The Digital Aladore project has more than 25 posts, so as we enter stage “4. Capturing Text” I want to quickly review where we are.
The Background stage looked at the author of Aladore, Henry Newbolt. He was a Victorian celebrity, but also had a complex love life that impacted his writing. In fact Aladore seems to be a product of his passionate affair with Alice Hylton who illustrated the novel.
The Witnesses stage looked at the print and digital publication history of Aladore. There was a short diversion into two stories by Edgar Allen Poe to practice creating and distributing EPUBs.
Digital Witnesses (3.5) reflected on how traditional concepts of textual criticism relate to digitization and unraveling digital texts.
Now we are at the Capturing Text stage. We officially have our JPG page images of the two digital witnesses of Aladore. We will now be testing a few different OCR platforms to “capture” our digital text.
Looking ahead, here is the plan:
5. Compare Editions: After we have a couple full transcripts of the witnesses we will use some tools to compare the texts. Curious? Okay check out http://www.juxtasoftware.org for a preview of a great tool! We will do this with the different OCR platforms to evaluate them, but also with the two corrected texts to see if there is any differences between the editions.
6. Edit into a Best Text: we will fix up the raw OCR transcript into a more correct text–following the evidence of the page images if the text appears incorrect. Will we find everything that is inaccurate? No… but we just want to a good reading text, not a completely authoritative edition.

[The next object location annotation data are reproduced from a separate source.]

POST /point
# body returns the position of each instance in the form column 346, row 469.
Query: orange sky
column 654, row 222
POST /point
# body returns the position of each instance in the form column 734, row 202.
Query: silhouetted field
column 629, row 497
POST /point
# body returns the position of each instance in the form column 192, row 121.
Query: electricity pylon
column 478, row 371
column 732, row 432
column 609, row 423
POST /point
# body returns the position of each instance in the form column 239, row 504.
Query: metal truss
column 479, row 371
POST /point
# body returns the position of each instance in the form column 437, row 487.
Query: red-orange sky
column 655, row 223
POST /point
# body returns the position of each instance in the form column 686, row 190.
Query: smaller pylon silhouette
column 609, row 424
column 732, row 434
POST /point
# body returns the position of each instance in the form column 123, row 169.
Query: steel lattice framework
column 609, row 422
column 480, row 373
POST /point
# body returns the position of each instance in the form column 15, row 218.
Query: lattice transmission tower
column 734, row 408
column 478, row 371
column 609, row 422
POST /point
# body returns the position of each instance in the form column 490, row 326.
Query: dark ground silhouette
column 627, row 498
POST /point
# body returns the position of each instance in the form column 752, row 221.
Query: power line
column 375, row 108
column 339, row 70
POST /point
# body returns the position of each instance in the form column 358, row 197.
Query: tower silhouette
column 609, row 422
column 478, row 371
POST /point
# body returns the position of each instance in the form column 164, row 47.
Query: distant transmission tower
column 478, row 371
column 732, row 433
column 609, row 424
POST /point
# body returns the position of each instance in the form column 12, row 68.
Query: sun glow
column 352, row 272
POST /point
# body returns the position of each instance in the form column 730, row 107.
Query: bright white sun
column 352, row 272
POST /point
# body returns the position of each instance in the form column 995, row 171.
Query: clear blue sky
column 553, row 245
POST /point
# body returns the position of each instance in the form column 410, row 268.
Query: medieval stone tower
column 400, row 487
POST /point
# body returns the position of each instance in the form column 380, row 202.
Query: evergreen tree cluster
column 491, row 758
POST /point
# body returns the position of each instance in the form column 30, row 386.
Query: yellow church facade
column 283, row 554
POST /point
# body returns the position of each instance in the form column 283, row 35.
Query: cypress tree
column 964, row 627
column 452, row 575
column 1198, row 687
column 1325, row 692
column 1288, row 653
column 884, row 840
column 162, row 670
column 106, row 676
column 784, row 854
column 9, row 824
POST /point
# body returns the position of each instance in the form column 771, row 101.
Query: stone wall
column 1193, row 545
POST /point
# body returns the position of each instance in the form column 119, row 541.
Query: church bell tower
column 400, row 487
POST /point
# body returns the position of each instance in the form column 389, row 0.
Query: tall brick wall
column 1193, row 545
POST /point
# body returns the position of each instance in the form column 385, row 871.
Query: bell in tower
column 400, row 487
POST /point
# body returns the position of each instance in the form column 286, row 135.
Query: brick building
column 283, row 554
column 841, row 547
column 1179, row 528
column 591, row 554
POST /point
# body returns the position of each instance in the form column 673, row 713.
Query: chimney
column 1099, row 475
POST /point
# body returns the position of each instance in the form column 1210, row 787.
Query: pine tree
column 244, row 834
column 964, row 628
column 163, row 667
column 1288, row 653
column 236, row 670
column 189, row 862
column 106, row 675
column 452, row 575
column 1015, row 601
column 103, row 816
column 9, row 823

7. Massage epub: At this point hopefully we have a lovely text in some format–but we need to make it into a beautiful EPUB! I haven’t thought too much about the intricacies of EPUB formatting yet… but here is a good lead of someone who IS thinking about the presentation of text in ebook formats: Yellow Buick Review, http://yellowbuickreview.wordpress.com. I can slap together a working EPUB using Sigil, but hope to learn more about the finer points, such as CSS to provide better formatting.
8. Release: Once everything looks great, I will put the epub out into the world (i.e. www). It will most likely be at Archive.org.
Sound good? Sound possible to finish some day?